RBI holds rates as inflation, growth slow

Bloomberg

India’s central bank kept interest rates unchanged for a second straight meeting as inflation and economic growth slowed in Asia’s third-largest economy.
The benchmark repurchase rate will stay at 6.5 percent, the Reserve Bank of India (RBI) said in a statement in Mumbai on Wednesday, in line with most of the forecasts in a Bloomberg survey. The RBI, which raised rates twice this year, retained its “calibrated tightening” policy stance.
The decision is bound to appease the government, which wants banks to continue lending to bolster flagging growth before a general election next year. The RBI and the government have been locked in a dispute in recent weeks over the central bank’s role, with the state pushing for more say over the RBI’s functions.

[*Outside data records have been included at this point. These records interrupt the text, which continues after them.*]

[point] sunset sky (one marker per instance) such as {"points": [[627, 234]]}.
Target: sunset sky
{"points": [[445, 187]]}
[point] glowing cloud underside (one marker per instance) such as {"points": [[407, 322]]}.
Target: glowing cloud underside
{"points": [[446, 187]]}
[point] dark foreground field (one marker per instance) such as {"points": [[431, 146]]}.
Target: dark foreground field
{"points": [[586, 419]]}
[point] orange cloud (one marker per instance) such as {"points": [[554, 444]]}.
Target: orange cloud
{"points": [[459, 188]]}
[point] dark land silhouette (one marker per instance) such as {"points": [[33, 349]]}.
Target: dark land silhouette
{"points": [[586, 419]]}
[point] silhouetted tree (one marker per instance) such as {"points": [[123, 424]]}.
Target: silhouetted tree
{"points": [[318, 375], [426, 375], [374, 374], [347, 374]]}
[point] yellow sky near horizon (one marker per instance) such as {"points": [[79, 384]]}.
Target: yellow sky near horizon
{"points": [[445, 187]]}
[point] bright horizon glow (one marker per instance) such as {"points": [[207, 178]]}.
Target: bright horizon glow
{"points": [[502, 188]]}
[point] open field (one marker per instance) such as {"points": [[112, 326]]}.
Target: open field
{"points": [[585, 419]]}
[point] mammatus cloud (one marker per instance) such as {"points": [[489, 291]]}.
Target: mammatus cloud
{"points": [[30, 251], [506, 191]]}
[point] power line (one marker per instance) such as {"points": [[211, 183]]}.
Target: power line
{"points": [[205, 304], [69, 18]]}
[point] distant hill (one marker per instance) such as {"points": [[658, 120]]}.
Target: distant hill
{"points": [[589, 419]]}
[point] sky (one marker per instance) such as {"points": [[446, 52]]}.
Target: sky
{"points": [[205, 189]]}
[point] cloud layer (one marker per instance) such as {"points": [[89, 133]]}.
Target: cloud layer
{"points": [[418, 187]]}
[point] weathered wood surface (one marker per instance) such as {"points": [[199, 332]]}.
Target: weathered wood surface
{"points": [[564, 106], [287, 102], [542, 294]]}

Inflation remains benign, easing to a 13-month low of 3.31 percent in October. At the same time, the economy is weakening, with growth slowing to 7.1 percent in the three months through September after breaching the 8 percent mark in the previous quarter.

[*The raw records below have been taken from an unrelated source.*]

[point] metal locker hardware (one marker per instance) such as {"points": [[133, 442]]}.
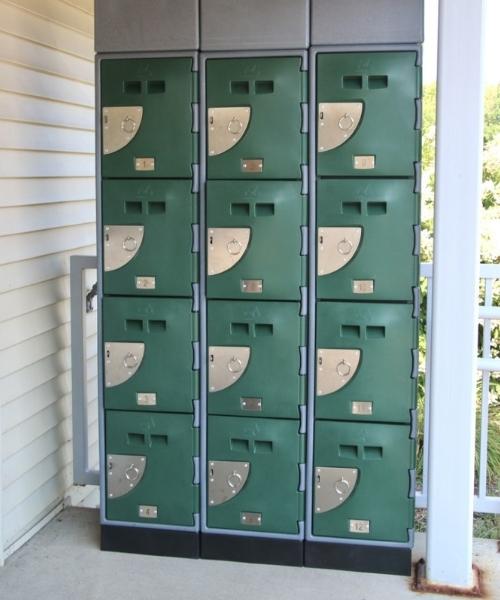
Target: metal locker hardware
{"points": [[145, 283], [226, 127], [146, 399], [144, 164], [363, 286], [337, 121], [120, 125], [333, 485], [226, 247], [251, 404], [336, 247], [362, 408], [124, 473], [226, 365], [357, 526], [335, 368], [252, 165], [226, 479], [364, 162], [121, 244], [251, 519], [148, 512], [121, 361], [252, 286]]}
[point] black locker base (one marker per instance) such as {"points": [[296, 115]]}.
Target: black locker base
{"points": [[270, 551], [353, 557], [142, 540]]}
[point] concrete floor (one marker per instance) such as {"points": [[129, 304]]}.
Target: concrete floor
{"points": [[63, 562]]}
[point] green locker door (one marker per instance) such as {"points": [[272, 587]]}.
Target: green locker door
{"points": [[254, 477], [366, 362], [367, 114], [150, 468], [254, 359], [254, 240], [148, 354], [367, 239], [363, 481], [147, 117], [148, 237], [254, 118]]}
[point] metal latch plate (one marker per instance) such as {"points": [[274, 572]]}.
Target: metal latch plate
{"points": [[124, 473], [332, 485], [144, 164], [252, 286], [121, 244], [252, 165], [336, 247], [337, 122], [120, 125], [226, 479], [148, 512], [251, 404], [251, 519], [226, 365], [335, 368], [226, 247], [226, 126], [121, 361]]}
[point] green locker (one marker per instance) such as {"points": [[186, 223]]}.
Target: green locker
{"points": [[148, 354], [254, 359], [147, 117], [255, 119], [368, 114], [254, 475], [254, 240], [367, 239], [148, 237], [363, 481], [151, 474], [366, 361]]}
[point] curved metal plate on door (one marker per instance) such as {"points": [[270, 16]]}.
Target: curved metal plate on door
{"points": [[226, 364], [226, 247], [124, 473], [337, 122], [120, 125], [121, 361], [332, 487], [335, 368], [226, 479], [226, 126], [336, 247], [121, 244]]}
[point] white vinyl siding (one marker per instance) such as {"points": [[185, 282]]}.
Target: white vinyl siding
{"points": [[47, 213]]}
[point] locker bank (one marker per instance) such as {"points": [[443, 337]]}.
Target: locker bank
{"points": [[258, 208]]}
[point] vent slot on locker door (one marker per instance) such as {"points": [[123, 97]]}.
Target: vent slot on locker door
{"points": [[264, 87], [240, 87], [352, 82], [376, 208], [378, 82], [264, 209], [156, 87], [132, 87]]}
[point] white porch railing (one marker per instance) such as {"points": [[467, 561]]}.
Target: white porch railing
{"points": [[486, 364]]}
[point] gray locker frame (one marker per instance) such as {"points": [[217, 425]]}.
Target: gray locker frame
{"points": [[204, 56], [100, 272], [311, 366], [379, 26], [105, 9]]}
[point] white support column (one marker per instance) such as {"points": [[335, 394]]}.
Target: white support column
{"points": [[455, 300]]}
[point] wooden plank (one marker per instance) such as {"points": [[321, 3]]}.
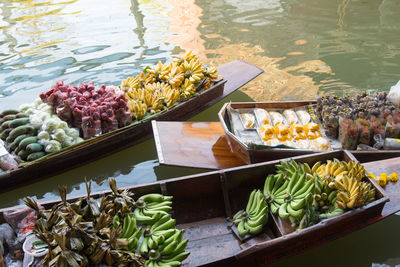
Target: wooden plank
{"points": [[392, 189], [238, 73], [193, 144]]}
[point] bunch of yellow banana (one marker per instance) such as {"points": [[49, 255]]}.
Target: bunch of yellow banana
{"points": [[353, 193], [187, 89], [193, 70], [137, 108], [166, 84], [175, 77], [170, 96], [161, 71], [130, 83], [335, 169]]}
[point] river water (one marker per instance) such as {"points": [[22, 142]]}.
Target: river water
{"points": [[307, 48]]}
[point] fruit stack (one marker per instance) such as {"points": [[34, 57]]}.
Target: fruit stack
{"points": [[358, 119], [117, 230], [252, 220], [158, 88], [306, 195]]}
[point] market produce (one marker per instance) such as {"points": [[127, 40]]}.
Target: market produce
{"points": [[254, 217], [346, 177], [95, 111], [383, 178], [356, 120], [158, 88], [307, 195], [248, 120], [91, 231]]}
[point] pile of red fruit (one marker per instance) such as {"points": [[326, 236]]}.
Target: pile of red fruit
{"points": [[94, 111]]}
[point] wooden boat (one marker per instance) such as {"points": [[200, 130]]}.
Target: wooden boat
{"points": [[203, 202], [253, 154], [236, 74]]}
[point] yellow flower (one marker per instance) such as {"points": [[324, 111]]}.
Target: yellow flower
{"points": [[130, 83], [175, 77], [211, 72], [187, 89], [394, 177], [383, 179], [193, 70], [160, 71]]}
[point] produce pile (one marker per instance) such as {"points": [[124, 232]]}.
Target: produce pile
{"points": [[293, 127], [117, 230], [94, 111], [156, 89], [34, 131], [307, 195], [66, 114], [356, 120]]}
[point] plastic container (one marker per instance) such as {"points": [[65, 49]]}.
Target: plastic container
{"points": [[30, 254], [363, 128], [348, 134]]}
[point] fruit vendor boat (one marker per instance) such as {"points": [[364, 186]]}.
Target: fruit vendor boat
{"points": [[213, 145], [204, 204], [235, 74]]}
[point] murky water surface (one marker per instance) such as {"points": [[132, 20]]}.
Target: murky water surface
{"points": [[306, 48]]}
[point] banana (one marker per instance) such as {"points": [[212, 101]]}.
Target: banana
{"points": [[307, 168], [256, 230], [169, 248], [306, 193], [164, 203], [315, 167], [282, 212], [340, 170], [140, 217], [132, 227], [144, 249], [297, 204], [163, 219], [180, 247], [152, 197], [251, 200], [126, 226], [165, 226], [179, 257], [115, 221], [298, 214], [274, 208], [241, 229]]}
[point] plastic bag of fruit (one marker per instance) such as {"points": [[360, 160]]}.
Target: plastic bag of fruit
{"points": [[363, 128], [348, 134], [393, 124], [378, 124]]}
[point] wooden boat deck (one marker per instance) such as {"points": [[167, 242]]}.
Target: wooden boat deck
{"points": [[236, 74], [193, 144]]}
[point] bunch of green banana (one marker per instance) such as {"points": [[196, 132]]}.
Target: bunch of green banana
{"points": [[289, 168], [299, 196], [151, 207], [169, 251], [324, 196], [154, 236], [275, 191], [331, 212], [335, 169], [252, 220], [130, 234], [310, 217]]}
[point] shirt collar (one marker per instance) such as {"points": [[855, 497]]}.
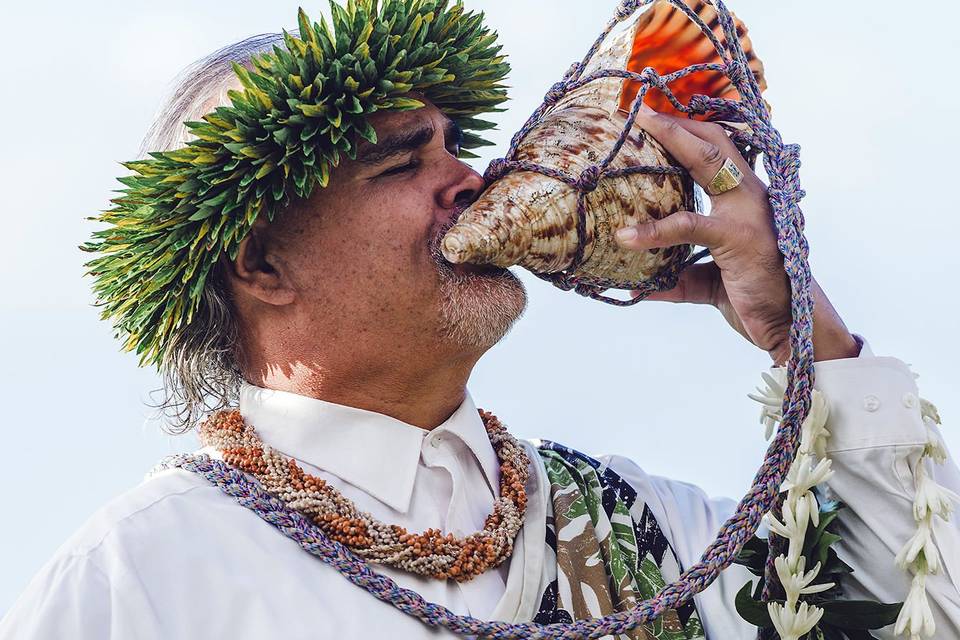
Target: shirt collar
{"points": [[370, 450]]}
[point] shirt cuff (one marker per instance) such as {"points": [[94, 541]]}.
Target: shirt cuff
{"points": [[873, 402]]}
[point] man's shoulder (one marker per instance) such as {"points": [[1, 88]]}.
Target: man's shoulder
{"points": [[148, 510]]}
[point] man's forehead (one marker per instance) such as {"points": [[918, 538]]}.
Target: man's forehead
{"points": [[388, 122]]}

A liquidity crunch in the banking system, stemming from problems in the shadow-banking sector, is starting to hit consumer spending. In a bid to free up resources available to banks for lending, the RBI lowered the reserves they are compulsorily required to hold in the form of government securities.
The RBI lowered inflation forecast for the second half of the fiscal year that ends in March 2019 to 2.7 percent to 3.2 percent from a range of 3.9 percent to 4.5 percent. That is below the medium-term target of 4 percent The GDP estimate for the current fiscal year was retained at 7.4 percent. That has remained the same as in October. Benchmark 10-year bond yield down 1 basis point, while the rupee rose.